For hands-on practice don't miss our EQ Ear-Training tools in the EQ Playground.

But how does this training impact on how your music sounds? Below, we explain how EQ ear training will improve the quality of the music you produce.

1. Easily Remove Problematic Resonances

In almost any mix you do, there will be one or more instruments that are a little too resonant at certain frequencies. Perhaps your snare or your toms are too ringy and you need to tame that aspect of their sound a little. Or perhaps you are working with a vocalist whose voice is just a bit too piercing when they hit certain notes.

With well-trained ears, you will quickly be able to identify the problem frequencies and EQ them out in no time at all.

2. Identify Areas Where Instruments Have The Most Character

This is the inverse of the tip above. Rather than identifying a problem area, you identify the part of the frequency spectrum where an instrument has the most character.

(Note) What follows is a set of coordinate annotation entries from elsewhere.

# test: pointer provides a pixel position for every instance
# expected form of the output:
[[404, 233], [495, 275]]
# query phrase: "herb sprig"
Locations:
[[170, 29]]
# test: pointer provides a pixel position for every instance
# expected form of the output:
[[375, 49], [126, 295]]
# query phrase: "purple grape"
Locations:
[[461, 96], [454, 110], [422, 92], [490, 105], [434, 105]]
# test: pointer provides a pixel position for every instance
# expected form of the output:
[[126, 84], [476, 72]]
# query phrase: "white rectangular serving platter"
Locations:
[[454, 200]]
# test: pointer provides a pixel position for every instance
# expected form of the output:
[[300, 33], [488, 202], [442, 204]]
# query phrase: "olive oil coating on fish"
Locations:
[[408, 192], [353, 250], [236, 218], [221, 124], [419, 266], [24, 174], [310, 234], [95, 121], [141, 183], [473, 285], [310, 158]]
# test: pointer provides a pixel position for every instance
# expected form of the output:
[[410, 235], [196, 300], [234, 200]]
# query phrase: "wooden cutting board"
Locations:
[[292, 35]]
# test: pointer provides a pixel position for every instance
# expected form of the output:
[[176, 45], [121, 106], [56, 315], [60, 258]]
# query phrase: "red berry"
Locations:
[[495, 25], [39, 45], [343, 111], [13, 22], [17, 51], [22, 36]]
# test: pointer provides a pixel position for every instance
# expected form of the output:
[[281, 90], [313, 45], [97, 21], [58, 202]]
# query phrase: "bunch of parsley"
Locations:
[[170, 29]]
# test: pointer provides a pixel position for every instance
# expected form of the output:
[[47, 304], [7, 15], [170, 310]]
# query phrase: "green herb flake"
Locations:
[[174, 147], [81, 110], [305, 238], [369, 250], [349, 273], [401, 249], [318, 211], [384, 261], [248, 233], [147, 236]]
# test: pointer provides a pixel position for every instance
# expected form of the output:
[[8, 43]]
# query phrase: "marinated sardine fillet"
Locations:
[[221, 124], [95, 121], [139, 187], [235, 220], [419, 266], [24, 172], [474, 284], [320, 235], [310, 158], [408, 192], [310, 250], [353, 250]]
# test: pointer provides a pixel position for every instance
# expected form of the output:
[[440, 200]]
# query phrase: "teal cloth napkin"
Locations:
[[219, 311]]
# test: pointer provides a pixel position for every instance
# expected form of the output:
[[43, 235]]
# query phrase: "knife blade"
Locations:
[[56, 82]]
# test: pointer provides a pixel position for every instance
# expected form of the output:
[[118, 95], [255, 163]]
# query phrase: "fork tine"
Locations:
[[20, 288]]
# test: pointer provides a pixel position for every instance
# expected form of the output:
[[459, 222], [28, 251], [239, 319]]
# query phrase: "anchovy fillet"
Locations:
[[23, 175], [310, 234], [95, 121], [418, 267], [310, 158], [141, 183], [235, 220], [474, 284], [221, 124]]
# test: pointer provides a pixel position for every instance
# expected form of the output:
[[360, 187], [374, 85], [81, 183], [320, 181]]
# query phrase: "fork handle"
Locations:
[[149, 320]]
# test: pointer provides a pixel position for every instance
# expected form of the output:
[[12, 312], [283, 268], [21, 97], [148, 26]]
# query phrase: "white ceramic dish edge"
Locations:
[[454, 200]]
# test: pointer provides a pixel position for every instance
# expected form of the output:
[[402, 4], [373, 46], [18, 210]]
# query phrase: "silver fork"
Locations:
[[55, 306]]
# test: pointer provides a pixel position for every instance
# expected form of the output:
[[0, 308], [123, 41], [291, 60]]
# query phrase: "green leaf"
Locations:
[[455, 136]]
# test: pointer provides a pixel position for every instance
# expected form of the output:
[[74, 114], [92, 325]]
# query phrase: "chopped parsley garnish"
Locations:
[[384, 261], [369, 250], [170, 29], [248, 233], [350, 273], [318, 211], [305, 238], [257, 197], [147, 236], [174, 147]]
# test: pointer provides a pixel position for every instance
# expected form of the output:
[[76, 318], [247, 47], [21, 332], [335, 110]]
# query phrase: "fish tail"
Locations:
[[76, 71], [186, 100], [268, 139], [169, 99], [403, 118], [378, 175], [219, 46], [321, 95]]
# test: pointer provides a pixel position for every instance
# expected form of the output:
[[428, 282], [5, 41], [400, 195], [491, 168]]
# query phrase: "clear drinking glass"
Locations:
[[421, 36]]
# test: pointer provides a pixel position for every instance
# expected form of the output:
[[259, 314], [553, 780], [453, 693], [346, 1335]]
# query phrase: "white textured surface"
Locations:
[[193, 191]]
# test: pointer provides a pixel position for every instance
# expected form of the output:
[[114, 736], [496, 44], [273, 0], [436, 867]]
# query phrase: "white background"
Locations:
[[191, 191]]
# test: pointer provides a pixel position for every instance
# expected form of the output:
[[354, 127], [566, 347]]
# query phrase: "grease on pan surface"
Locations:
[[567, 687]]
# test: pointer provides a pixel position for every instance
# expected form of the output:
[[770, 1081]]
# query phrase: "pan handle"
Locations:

Where is the cello most beautifully sonorous? Where does the synth really fizz? Identify these important areas, and try to retain them in your mix – you may be able to EQ out other parts of the instrument, but try to keep hold of what makes it special.

3. Identify Areas Where Masking Is A Problem

Reducing masking is one of the trickiest aspects of any mix. Masking occurs when two or more instruments are prominent in the same frequency band.

For example, a kick drum and a bass guitar might both be prominent in the 100Hz region. Or a lead guitar and a lead vocal might clash at around 2kHz. These elements will need balancing in order to create a clear mix, in which each instrument has its own space and can be heard with clarity.

Identifying these problem areas is, once again, something that will become much easier if you are training your ears regularly.

4. Listen Critically To Your Arrangements

When orchestras are recorded, the various instruments are not captured individually. This means that they cannot be EQd individually in the way that instruments are in a popular music production.

So how do those orchestral mixes still come out sounding so great? Isn't masking a problem here? The answer is that masking is often much less of an issue as the music has been very carefully arranged by an orchestrator.

Different sections of the orchestra will stay 'out of each other's way' by playing at different registers. There is a lesson here for music producers – learn to identify where each new part you write will appear on the frequency spectrum.

Of course, ear training will help with this! If your arrangement is already too busy at a certain frequency, perhaps move the new part up or down an octave, or re-write it so that it sits more comfortably in between your pre-existing musical elements.